For benchmarking, the same dataset is fed to a Gated Recurrent Unit (GRU) network, a conventional Recurrent Neural Network (RNN), a Feed‑Forward Neural Network (FFNN), and a Support Vector Regression (SVR) model. Performance is assessed using Root Mean Square Error (RMSE), Mean Absolute Error (MAE), and the coefficient of determination (R²). The LSTM achieves RMSE = 0.12 m, MAE = 0.09 m, and R² = 0.96, outperforming all alternatives. The advantage is especially pronounced during the first 2–3 hours of intense rainfall, where the LSTM accurately captures rapid, nonlinear water‑level excursions that the other models either lag behind or smooth out.
Building on the superior forecasts, the authors implement a Model Predictive Control (MPC) scheme for the Søren Lemmich station. The MPC uses LSTM predictions at horizons of 3, 6, and 12 hours to adjust pump activation schedules before critical thresholds are reached. When the forecasted level approaches a predefined safety limit, the controller pre‑emptively starts additional pumps or reroutes flow through auxiliary channels. Simulation of the MPC‑enabled operation shows a reduction of excess flow by up to 35 % compared with a traditional fixed‑threshold control, and an energy saving of approximately 12 % due to more efficient pump utilization. Moreover, the system maintains stability under extreme storm events, preventing the surge of water levels that would otherwise cause surface flooding.

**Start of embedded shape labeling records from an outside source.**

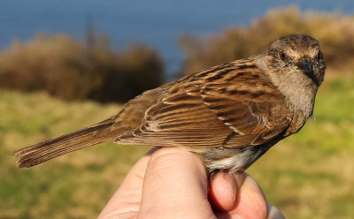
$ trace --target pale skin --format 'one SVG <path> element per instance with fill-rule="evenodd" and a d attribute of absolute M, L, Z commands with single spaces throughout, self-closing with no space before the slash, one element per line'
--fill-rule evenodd
<path fill-rule="evenodd" d="M 284 217 L 250 176 L 219 172 L 208 185 L 201 160 L 171 147 L 142 157 L 98 218 Z"/>

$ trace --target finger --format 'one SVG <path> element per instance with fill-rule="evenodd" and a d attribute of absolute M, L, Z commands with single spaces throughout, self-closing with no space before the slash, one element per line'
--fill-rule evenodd
<path fill-rule="evenodd" d="M 231 214 L 241 215 L 242 218 L 266 218 L 266 197 L 257 182 L 250 175 L 245 175 Z"/>
<path fill-rule="evenodd" d="M 116 216 L 127 218 L 130 215 L 137 215 L 145 170 L 150 155 L 157 149 L 158 147 L 152 148 L 134 165 L 98 218 L 115 218 Z"/>
<path fill-rule="evenodd" d="M 235 204 L 232 210 L 219 213 L 219 218 L 266 218 L 267 203 L 256 181 L 245 174 L 243 183 L 237 191 Z"/>
<path fill-rule="evenodd" d="M 213 217 L 201 160 L 181 148 L 155 152 L 146 170 L 139 218 Z"/>
<path fill-rule="evenodd" d="M 242 174 L 243 175 L 243 174 Z M 209 201 L 214 210 L 229 211 L 236 201 L 237 181 L 228 172 L 220 171 L 213 176 L 209 189 Z"/>
<path fill-rule="evenodd" d="M 273 205 L 268 203 L 268 217 L 267 217 L 267 219 L 285 219 L 285 216 Z"/>

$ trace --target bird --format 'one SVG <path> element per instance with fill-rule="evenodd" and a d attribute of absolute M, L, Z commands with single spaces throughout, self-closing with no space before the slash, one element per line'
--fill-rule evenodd
<path fill-rule="evenodd" d="M 182 147 L 200 157 L 209 174 L 244 171 L 304 126 L 325 72 L 316 39 L 284 35 L 258 55 L 145 91 L 106 120 L 17 150 L 17 165 L 30 168 L 112 141 Z"/>

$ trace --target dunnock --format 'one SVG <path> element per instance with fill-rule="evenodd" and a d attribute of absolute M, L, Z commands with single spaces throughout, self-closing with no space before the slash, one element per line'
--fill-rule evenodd
<path fill-rule="evenodd" d="M 325 75 L 319 42 L 290 34 L 247 59 L 149 90 L 101 123 L 14 153 L 29 168 L 106 141 L 181 147 L 209 173 L 244 170 L 312 114 Z"/>

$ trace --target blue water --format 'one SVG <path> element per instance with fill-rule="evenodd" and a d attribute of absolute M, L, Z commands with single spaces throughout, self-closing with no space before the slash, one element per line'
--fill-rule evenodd
<path fill-rule="evenodd" d="M 144 42 L 158 49 L 171 73 L 183 61 L 176 44 L 179 36 L 208 35 L 248 25 L 272 8 L 289 5 L 298 5 L 303 11 L 354 13 L 353 0 L 0 0 L 0 48 L 13 39 L 30 40 L 38 32 L 82 39 L 89 16 L 95 28 L 110 36 L 113 48 Z"/>

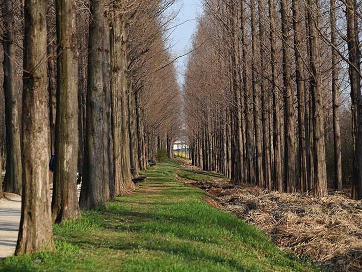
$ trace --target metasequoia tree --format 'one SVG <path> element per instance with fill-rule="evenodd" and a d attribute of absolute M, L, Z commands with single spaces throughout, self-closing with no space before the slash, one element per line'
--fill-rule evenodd
<path fill-rule="evenodd" d="M 235 183 L 323 196 L 328 193 L 326 157 L 331 156 L 326 145 L 334 138 L 335 155 L 327 160 L 335 162 L 334 187 L 340 190 L 339 85 L 345 82 L 346 64 L 350 81 L 359 82 L 359 50 L 352 44 L 358 40 L 356 4 L 346 3 L 346 24 L 341 17 L 336 21 L 335 10 L 341 9 L 333 2 L 321 6 L 315 0 L 268 0 L 267 10 L 266 0 L 202 3 L 184 87 L 193 162 Z M 346 29 L 348 56 L 339 36 Z M 357 177 L 360 91 L 355 85 Z"/>
<path fill-rule="evenodd" d="M 103 61 L 105 23 L 103 0 L 91 0 L 92 19 L 89 24 L 87 96 L 87 125 L 85 164 L 79 204 L 83 209 L 105 206 L 104 183 L 104 131 L 105 121 Z"/>
<path fill-rule="evenodd" d="M 25 0 L 22 114 L 22 195 L 16 254 L 52 249 L 46 1 Z"/>
<path fill-rule="evenodd" d="M 78 62 L 75 1 L 56 1 L 57 13 L 57 118 L 55 171 L 51 208 L 54 221 L 78 217 Z"/>
<path fill-rule="evenodd" d="M 352 197 L 362 199 L 362 102 L 360 91 L 360 51 L 357 35 L 356 2 L 345 2 L 348 46 L 349 79 L 351 85 L 353 139 L 353 170 Z"/>
<path fill-rule="evenodd" d="M 335 26 L 335 4 L 334 0 L 330 0 L 330 42 L 337 46 Z M 341 128 L 340 123 L 340 99 L 338 76 L 339 64 L 338 53 L 331 48 L 332 55 L 332 104 L 333 107 L 333 140 L 334 153 L 334 180 L 335 190 L 342 189 L 342 164 L 341 147 Z"/>
<path fill-rule="evenodd" d="M 12 0 L 4 3 L 3 46 L 4 84 L 6 125 L 6 172 L 3 184 L 4 191 L 21 194 L 21 152 L 15 68 L 15 8 Z"/>

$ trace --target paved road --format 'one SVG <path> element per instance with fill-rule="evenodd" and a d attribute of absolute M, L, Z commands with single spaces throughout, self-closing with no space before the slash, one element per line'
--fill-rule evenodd
<path fill-rule="evenodd" d="M 21 211 L 21 197 L 5 193 L 5 197 L 0 200 L 0 258 L 14 254 Z"/>
<path fill-rule="evenodd" d="M 81 190 L 79 189 L 79 199 L 80 193 Z M 21 212 L 21 197 L 17 194 L 5 193 L 5 197 L 0 200 L 0 258 L 14 254 Z"/>

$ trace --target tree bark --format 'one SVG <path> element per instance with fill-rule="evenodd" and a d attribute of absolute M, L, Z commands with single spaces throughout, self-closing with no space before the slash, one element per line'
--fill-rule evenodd
<path fill-rule="evenodd" d="M 280 1 L 283 51 L 283 89 L 284 91 L 285 159 L 284 184 L 287 192 L 295 191 L 295 121 L 294 120 L 293 94 L 291 85 L 289 48 L 289 7 L 286 0 Z"/>
<path fill-rule="evenodd" d="M 91 0 L 92 20 L 89 25 L 88 69 L 87 97 L 87 125 L 85 164 L 79 200 L 82 209 L 106 206 L 103 194 L 103 153 L 105 121 L 103 111 L 105 94 L 103 79 L 105 32 L 104 3 Z"/>
<path fill-rule="evenodd" d="M 251 112 L 251 93 L 250 90 L 250 85 L 249 84 L 249 71 L 247 68 L 247 63 L 246 63 L 246 55 L 247 51 L 247 44 L 246 41 L 246 34 L 245 33 L 245 17 L 244 8 L 244 1 L 240 2 L 240 24 L 241 27 L 241 43 L 243 45 L 242 52 L 243 58 L 243 90 L 244 92 L 244 102 L 245 104 L 244 107 L 244 115 L 245 116 L 245 127 L 246 130 L 246 135 L 245 138 L 246 147 L 247 149 L 247 163 L 246 172 L 247 173 L 247 181 L 249 183 L 254 183 L 255 181 L 255 170 L 254 168 L 254 163 L 253 160 L 253 135 L 252 131 L 252 120 L 250 117 L 249 114 Z"/>
<path fill-rule="evenodd" d="M 277 88 L 278 76 L 276 74 L 276 40 L 275 38 L 275 7 L 274 0 L 268 2 L 269 10 L 270 23 L 270 52 L 271 56 L 271 65 L 272 72 L 272 87 L 273 88 L 273 145 L 274 145 L 274 168 L 273 179 L 274 188 L 277 191 L 283 191 L 283 180 L 281 171 L 281 150 L 280 138 L 280 112 Z"/>
<path fill-rule="evenodd" d="M 312 110 L 314 147 L 315 191 L 316 195 L 328 194 L 327 172 L 324 144 L 324 120 L 322 105 L 322 90 L 320 68 L 319 43 L 317 28 L 318 16 L 317 0 L 308 0 L 308 27 L 309 29 L 309 63 L 312 71 Z"/>
<path fill-rule="evenodd" d="M 357 34 L 356 5 L 355 0 L 346 3 L 347 34 L 348 45 L 349 79 L 351 84 L 351 100 L 353 136 L 353 169 L 352 197 L 362 199 L 362 106 L 359 77 L 359 48 Z M 353 67 L 354 66 L 354 67 Z"/>
<path fill-rule="evenodd" d="M 302 77 L 303 61 L 301 56 L 302 44 L 301 16 L 300 1 L 293 0 L 293 30 L 294 33 L 294 55 L 295 56 L 295 74 L 298 97 L 298 133 L 299 139 L 299 159 L 300 165 L 300 188 L 302 192 L 306 192 L 308 188 L 307 179 L 306 154 L 305 151 L 305 129 L 304 124 L 304 82 Z"/>
<path fill-rule="evenodd" d="M 263 21 L 263 12 L 264 7 L 263 0 L 258 0 L 258 13 L 259 18 L 259 39 L 260 44 L 260 64 L 261 67 L 265 67 L 265 52 L 267 48 L 264 44 L 264 31 L 265 24 Z M 268 190 L 272 190 L 273 184 L 271 179 L 271 169 L 270 165 L 270 145 L 269 142 L 269 96 L 267 93 L 267 83 L 266 77 L 263 76 L 260 81 L 261 92 L 262 94 L 262 120 L 263 126 L 263 170 L 264 178 L 263 181 L 264 187 Z"/>
<path fill-rule="evenodd" d="M 57 0 L 57 114 L 55 171 L 51 211 L 60 223 L 79 216 L 78 162 L 78 52 L 74 0 Z"/>
<path fill-rule="evenodd" d="M 335 29 L 335 5 L 334 0 L 330 3 L 330 42 L 337 47 L 337 32 Z M 332 106 L 333 107 L 333 140 L 334 152 L 334 189 L 342 189 L 342 162 L 341 147 L 341 127 L 339 114 L 339 87 L 338 75 L 338 53 L 333 48 L 332 52 Z"/>
<path fill-rule="evenodd" d="M 25 0 L 21 216 L 15 254 L 54 248 L 44 0 Z"/>
<path fill-rule="evenodd" d="M 6 172 L 3 184 L 5 192 L 21 194 L 21 151 L 19 113 L 16 89 L 14 60 L 14 9 L 11 0 L 5 0 L 4 15 L 4 92 L 6 127 Z"/>
<path fill-rule="evenodd" d="M 257 77 L 257 67 L 256 64 L 257 59 L 257 53 L 256 45 L 257 43 L 256 32 L 255 31 L 255 0 L 250 0 L 250 17 L 251 21 L 251 52 L 252 55 L 252 84 L 253 105 L 254 106 L 254 130 L 255 136 L 255 173 L 256 174 L 256 184 L 260 187 L 264 187 L 264 173 L 263 171 L 263 162 L 262 160 L 262 137 L 261 136 L 260 118 L 260 88 L 258 85 L 258 79 Z"/>

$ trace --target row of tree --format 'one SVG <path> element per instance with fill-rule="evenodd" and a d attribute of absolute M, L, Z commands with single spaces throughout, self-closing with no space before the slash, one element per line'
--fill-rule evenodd
<path fill-rule="evenodd" d="M 347 139 L 353 143 L 352 196 L 362 199 L 356 2 L 203 3 L 193 44 L 202 49 L 189 58 L 184 86 L 194 163 L 237 183 L 326 195 L 326 142 L 331 134 L 331 187 L 342 189 L 343 112 L 351 115 L 352 124 L 352 139 Z M 346 104 L 351 110 L 341 107 Z"/>
<path fill-rule="evenodd" d="M 0 154 L 2 188 L 22 195 L 16 253 L 53 248 L 53 222 L 129 193 L 132 168 L 138 175 L 161 147 L 171 154 L 180 127 L 165 41 L 174 1 L 2 2 Z"/>

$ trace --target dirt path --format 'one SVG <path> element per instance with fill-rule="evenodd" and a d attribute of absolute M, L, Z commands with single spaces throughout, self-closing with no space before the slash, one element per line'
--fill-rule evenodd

The paper’s contributions are threefold. First, it validates the ICWT concept at the system level using a realistic hydraulic model, demonstrating that inter‑catchment flow sharing can alleviate localized overloads without requiring new infrastructure. Second, it delivers a high‑performance, LSTM‑based multi‑step water‑level predictor that surpasses GRU, RNN, FFNN, and SVR in accuracy and robustness. Third, it integrates the predictor into an MPC framework that yields tangible operational benefits—lower overflow risk, reduced energy consumption, and enhanced resilience to climate‑induced storm intensification. The methodology is transferable to other urban sewer networks and offers a blueprint for smart, data‑driven wastewater management in the face of increasing hydraulic stresses.